В отеле «Славия»
Незабываемым стал в истории освобождения Югославии день октября, когда наши танки с десантом воинов югославской Народно-Освободительной Армии на броне прорезали с юга на север Белград, чтоб рассечь надвое немецкую силу, а потом по частям уничтожить ее.
В тот день путь танкистов 36-й гвардейской танковой бригады 4-го гвардейского механизированного корпуса пролегал по бульвару Освобождения. Передовые роты во главе с командиром бригады гвардии полковником Петром Семеновичем Жуковым прошли к площади Славия и далее к центру города. Два взвода, «головная походная застава» шесть танков гвардии младшего лейтенанта Петра Думнова были уже далеко впереди всех. В упомянутых кварталах головные танки шли без десанта, потому что подвергались наибольшей опасности, и командир бригады хотел уберечь от верной смерти пытавшихся забраться на броню смельчаков-партизан. На всех других танках бригады, сколько могли уместиться, сидели югославские воины из 1-й Пролетарской бригады. Общее направление было на север, и потому машины одни за площадью Славия, другие, не дойдя до нее, сворачивали вправо, в поперечные, ведущие к северу улицы.
Жители стареньких домов, окружающих площадь, уже выглядывали из окон и подворотен, вдохновенно приветствуя облепивших танки бойцов Народно-Освободительной Армии Югославии и скрытых под броней [232] советских танкистов. Откуда-то с чердаков, из подвалов, из-за углов нет-нет да и летели пули попрятавшихся, затаившихся немцев. Партизаны соскакивали с машин, ловили и истребляли их. Большая площадь опустела. Показался еще один, догоняющий своих танк. На его броне людей не было. К этому танку от небольшого дома вдруг бросилась с цветком в руке маленькая восторженная девочка, которую, очевидно, не успела удержать мать Подбежала, подняла ручонку, но не успела бросить цветок упала, сраженная пулей, навзничь.
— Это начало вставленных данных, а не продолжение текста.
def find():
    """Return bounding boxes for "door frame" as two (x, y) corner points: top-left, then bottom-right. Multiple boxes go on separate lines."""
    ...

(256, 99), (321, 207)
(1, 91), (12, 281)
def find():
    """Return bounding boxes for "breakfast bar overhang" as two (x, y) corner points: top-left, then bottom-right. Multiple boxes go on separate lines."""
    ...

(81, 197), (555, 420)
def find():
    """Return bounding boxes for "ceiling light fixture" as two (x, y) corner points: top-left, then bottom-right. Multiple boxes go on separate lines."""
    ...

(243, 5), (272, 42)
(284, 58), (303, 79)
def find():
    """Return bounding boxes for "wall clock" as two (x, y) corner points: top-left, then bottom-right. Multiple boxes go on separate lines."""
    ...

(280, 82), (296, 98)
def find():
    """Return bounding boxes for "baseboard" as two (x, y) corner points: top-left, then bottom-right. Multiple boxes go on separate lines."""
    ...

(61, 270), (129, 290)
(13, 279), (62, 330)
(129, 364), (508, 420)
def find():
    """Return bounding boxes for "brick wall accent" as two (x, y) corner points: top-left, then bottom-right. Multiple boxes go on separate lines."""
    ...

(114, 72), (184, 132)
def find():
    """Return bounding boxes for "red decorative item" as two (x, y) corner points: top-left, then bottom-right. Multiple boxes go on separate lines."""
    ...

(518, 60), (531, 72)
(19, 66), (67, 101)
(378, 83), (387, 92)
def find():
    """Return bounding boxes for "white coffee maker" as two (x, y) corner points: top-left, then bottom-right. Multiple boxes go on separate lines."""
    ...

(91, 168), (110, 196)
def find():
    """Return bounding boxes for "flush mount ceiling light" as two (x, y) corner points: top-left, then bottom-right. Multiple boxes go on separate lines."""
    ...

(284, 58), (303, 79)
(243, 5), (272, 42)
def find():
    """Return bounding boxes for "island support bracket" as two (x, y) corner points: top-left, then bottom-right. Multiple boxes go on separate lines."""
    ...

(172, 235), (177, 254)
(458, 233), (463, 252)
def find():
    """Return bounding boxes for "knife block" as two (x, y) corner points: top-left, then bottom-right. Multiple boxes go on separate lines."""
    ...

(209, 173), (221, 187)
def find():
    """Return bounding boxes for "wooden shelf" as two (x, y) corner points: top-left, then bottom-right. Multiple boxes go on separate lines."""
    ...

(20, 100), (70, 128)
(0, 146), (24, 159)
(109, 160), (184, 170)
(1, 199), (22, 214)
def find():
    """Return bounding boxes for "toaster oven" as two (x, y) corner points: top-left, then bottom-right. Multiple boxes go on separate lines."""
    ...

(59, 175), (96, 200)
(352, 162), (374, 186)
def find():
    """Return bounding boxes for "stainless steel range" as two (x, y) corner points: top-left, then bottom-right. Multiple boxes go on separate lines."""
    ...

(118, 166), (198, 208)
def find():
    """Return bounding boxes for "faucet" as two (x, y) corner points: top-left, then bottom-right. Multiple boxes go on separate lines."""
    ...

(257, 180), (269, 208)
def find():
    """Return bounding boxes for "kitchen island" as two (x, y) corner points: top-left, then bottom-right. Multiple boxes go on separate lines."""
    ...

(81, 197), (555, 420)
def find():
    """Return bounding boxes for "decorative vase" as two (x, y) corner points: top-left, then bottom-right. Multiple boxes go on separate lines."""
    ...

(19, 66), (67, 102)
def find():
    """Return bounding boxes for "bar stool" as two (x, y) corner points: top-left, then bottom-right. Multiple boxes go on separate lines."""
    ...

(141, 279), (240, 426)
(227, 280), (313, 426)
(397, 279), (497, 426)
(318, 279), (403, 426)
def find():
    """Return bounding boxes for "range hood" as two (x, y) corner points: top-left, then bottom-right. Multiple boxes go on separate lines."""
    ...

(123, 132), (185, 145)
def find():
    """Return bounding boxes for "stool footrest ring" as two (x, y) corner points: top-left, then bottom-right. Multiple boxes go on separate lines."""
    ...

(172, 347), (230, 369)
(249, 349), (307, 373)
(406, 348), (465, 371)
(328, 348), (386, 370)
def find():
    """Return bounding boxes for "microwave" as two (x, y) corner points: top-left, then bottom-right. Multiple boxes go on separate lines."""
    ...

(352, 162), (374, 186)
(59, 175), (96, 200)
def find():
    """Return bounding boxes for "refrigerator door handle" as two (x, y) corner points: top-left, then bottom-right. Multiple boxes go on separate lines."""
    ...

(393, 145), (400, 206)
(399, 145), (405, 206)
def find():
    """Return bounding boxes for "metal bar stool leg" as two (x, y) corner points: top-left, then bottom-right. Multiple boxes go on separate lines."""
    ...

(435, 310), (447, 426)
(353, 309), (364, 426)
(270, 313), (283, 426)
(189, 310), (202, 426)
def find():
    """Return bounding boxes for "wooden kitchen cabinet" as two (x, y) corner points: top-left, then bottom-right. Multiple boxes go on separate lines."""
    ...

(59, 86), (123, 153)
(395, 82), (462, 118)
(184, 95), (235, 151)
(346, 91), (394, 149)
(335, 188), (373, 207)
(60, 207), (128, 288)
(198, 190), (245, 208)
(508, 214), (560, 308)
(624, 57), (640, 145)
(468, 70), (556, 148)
Танк резко затормозил. Туда, откуда неслись и другие, цокающие по броне пули, командир орудия послал снаряд. Выстрелы прекратились. Танкист, откинув крышку люка, выскочил из танка, поднял девочку. Она, раненая, кричала: «Майка, майка!..» Он опрометью кинулся с девочкой на руках к дому, из которого она выбежала. Ему нужно было пробежать каких-нибудь тридцать шагов, но пулеметная очередь из-за угла скосила его и девочку.
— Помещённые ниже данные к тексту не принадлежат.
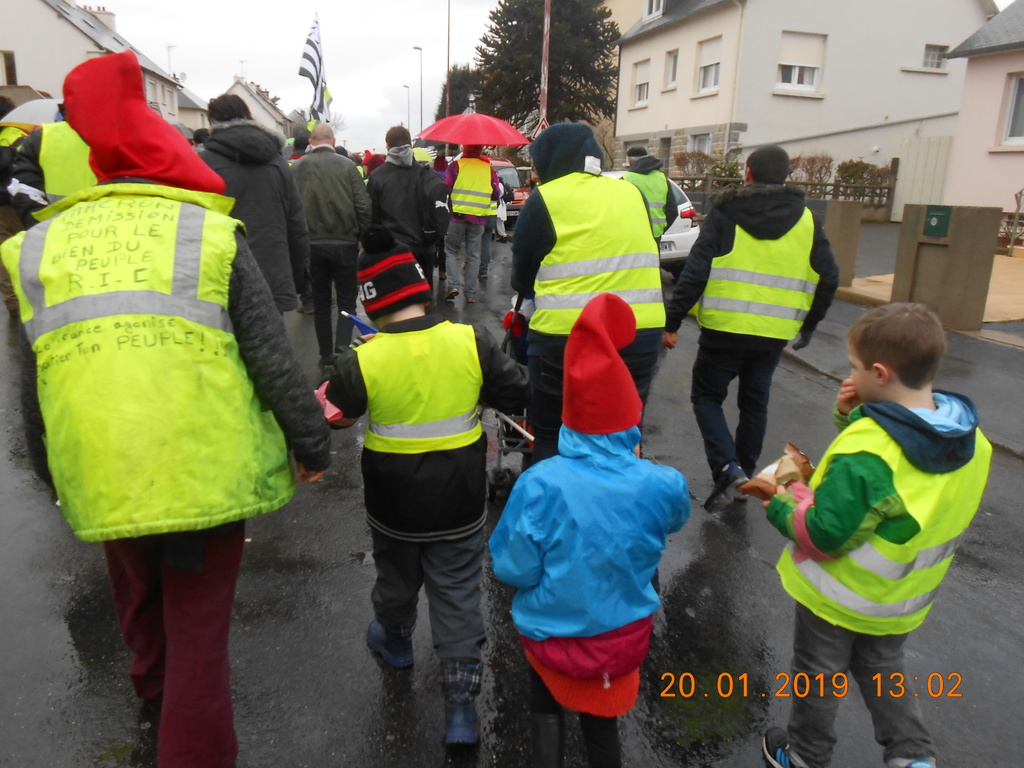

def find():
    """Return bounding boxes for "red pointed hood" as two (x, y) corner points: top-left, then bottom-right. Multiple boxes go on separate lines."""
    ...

(62, 51), (225, 194)
(562, 293), (643, 435)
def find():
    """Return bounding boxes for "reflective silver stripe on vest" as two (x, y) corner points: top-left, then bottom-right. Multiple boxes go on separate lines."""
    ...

(536, 252), (659, 283)
(790, 544), (939, 618)
(700, 296), (809, 322)
(847, 536), (961, 581)
(172, 205), (207, 297)
(369, 407), (480, 440)
(451, 188), (492, 210)
(709, 267), (817, 294)
(535, 288), (664, 310)
(16, 203), (232, 344)
(24, 292), (232, 342)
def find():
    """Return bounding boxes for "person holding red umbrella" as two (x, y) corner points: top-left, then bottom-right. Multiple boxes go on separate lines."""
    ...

(442, 144), (500, 304)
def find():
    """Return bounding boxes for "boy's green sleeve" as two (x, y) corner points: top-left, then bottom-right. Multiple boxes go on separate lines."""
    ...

(766, 452), (915, 557)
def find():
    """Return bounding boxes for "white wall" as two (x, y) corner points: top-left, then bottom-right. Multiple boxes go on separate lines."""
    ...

(735, 0), (985, 163)
(0, 1), (102, 98)
(616, 4), (741, 140)
(945, 50), (1024, 212)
К стоящей машине подкатили другие, «сунули» серию снарядов в подвал, откуда раздалась очередь. Десятка три партизан, из тех, что сидели на броне этих танков, поспрыгивали на мостовую, кинулись прочесывать подвалы окружающих площадь домов. А танкисты подхватили своего убитого товарища, и танки с другими партизанами помчались, грохоча, дальше. Несколько партизан остались у дома, где в луже растекающейся крови лежали два тела девочки и ее матери. Она была убита той же очередью, какой немецкий пулеметчик пересек грудь танкиста, убита только потому, что материнское чувство заставило ее кинуться к танкисту, чтобы принять дочку из его рук... А дочка то ли уже была в тот момент мертва, то ли пули прошили ее вместе с матерью... Других жителей здесь не оказалось, все при стрельбе укрылись за стенами своих домов.
Через пять дней наши войска и югославские партизаны взяли штурмом крепость Калемегдан последний оплот гитлеровцев в столичном городе. Белград был освобожден полностью.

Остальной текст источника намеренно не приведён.